Millions of infants, children and men are circumcised in various parts of the world because it is believed that doing so reduces the risk of contracting HIV and other sexually-transmitted infections (STIs).
But now new research from the State Serum Institute (SSI) has found that the belief is incorrect. In fact, it seems to be quite the opposite.
“We registered a 53 percent increased risk for circumcised people to contract an STI, and the risk was particularly enhanced in relation to genital warts and syphilis,” said Morten Frisch, a co-author of the research.
Alarm bells in Africa
Over 20 million teenage boys and adult men in Africa have been non-ritually circumcised over the past 15 years – based on previous studies from Kenya, Uganda and South Africa.
And recently, some African countries have even expanded their circumcision programs to include infants and young boys.
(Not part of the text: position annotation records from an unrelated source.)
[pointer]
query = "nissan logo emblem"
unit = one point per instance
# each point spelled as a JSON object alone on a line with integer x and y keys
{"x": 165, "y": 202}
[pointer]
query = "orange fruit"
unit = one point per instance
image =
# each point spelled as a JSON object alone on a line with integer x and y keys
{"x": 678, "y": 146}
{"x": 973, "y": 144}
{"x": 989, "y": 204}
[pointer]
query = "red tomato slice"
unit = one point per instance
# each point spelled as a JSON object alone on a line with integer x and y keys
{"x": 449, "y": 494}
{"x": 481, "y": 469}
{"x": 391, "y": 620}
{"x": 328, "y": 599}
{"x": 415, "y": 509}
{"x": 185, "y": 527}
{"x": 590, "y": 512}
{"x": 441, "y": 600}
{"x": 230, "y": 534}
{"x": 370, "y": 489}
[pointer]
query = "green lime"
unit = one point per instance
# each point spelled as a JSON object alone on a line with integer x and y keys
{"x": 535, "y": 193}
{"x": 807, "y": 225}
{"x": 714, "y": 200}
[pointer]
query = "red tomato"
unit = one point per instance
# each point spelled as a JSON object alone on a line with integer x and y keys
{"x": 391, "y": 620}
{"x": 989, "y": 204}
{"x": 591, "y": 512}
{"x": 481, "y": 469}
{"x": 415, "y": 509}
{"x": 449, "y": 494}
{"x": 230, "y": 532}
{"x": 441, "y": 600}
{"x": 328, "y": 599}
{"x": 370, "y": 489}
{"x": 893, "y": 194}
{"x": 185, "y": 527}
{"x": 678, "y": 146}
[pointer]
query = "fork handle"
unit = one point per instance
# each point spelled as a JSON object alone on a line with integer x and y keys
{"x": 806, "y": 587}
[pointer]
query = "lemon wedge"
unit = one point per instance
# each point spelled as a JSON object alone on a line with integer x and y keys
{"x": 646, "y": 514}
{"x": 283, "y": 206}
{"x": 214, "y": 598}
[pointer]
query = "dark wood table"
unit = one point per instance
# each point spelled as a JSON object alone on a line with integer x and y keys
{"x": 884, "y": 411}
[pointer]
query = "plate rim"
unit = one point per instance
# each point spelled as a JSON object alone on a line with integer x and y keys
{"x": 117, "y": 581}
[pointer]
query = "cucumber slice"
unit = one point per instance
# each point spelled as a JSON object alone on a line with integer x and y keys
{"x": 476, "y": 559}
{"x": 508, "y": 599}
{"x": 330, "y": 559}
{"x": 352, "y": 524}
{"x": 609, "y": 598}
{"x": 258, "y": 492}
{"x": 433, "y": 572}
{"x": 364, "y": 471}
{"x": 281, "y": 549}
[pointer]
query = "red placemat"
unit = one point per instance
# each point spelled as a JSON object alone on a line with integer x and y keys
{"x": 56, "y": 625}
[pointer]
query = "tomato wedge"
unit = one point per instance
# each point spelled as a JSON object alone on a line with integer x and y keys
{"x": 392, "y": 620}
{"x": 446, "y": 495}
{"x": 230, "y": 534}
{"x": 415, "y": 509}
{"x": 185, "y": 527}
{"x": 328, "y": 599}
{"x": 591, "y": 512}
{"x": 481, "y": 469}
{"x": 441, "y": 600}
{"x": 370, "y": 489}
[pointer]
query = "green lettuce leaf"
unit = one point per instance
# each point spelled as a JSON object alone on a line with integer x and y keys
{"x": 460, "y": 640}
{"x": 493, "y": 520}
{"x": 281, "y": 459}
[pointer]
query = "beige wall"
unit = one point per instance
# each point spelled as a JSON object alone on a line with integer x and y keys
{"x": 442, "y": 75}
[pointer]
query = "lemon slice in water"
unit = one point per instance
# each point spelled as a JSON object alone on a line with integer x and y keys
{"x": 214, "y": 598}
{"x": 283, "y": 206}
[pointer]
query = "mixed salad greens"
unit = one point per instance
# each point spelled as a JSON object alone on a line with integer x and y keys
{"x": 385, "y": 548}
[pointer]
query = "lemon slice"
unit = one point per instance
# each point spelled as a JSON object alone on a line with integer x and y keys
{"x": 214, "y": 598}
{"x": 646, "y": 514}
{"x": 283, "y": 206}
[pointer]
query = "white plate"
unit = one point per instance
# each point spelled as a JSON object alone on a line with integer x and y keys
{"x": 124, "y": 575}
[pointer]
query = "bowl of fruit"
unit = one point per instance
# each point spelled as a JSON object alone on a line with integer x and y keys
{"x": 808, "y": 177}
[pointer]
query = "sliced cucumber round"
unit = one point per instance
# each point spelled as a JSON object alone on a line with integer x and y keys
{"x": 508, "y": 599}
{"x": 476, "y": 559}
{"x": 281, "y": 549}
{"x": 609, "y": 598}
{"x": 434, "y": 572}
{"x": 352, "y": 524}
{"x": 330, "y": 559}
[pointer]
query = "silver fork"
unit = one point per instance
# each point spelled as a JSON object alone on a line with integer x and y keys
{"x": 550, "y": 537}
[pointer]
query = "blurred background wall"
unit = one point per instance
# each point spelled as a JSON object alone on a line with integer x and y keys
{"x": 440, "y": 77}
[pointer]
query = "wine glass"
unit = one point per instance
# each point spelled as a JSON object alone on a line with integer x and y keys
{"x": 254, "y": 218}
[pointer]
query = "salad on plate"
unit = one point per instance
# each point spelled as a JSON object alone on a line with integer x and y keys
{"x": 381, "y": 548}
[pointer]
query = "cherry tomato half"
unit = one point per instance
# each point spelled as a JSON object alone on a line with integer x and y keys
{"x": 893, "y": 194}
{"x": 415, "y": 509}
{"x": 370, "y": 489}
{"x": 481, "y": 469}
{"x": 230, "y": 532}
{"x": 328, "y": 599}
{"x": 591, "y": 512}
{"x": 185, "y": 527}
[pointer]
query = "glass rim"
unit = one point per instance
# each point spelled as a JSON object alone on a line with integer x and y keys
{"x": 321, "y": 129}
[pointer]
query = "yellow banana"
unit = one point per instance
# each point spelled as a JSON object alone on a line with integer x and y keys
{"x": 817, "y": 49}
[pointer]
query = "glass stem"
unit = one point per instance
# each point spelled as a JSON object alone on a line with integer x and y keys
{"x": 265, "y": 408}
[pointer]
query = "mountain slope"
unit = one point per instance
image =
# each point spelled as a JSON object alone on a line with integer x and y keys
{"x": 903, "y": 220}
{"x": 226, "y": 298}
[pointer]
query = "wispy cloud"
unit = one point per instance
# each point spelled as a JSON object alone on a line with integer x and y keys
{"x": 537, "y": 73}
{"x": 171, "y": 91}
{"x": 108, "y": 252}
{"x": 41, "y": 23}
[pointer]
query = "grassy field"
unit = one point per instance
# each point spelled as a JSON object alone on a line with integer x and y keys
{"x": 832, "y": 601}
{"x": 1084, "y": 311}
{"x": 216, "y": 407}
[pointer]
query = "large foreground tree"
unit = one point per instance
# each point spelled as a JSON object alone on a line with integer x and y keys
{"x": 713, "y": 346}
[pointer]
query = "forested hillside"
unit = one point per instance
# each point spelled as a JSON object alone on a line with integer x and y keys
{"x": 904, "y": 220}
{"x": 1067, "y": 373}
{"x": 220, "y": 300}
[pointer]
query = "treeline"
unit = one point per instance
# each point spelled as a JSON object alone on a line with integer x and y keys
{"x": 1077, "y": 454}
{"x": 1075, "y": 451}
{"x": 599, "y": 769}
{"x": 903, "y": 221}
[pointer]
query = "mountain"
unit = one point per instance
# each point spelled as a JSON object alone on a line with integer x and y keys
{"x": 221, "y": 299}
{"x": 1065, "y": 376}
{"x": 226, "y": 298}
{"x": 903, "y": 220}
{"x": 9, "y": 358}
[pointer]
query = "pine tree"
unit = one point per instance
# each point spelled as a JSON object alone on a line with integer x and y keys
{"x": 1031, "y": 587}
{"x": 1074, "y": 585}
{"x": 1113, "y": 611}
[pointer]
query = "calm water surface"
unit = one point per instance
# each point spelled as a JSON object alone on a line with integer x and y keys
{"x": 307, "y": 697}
“The assumption has been that if circumcision in adulthood reduced a man’s risk of getting HIV and other STIs, it probably also will in relation to circumcision early in life,” said Frisch.
“The problem is that the assumption has never been scientifically proven.”
The SSI research, here in English, was conducted based on data from over 800,000 Danish men born between 1977 and 2003.
The findings were recently published in a respected scientific journal, European Journal of Epidemiology.
The Danish research has been supported by another comprehensive research project from Canada, published in the Journal of Urology, which came to a similar conclusion.
“The Canadian research is particularly interesting. Partly because a far greater share of the male population is circumcised in Canada, and partly because the Canadian study includes over 200,000 circumcised boys and men,” said Frisch.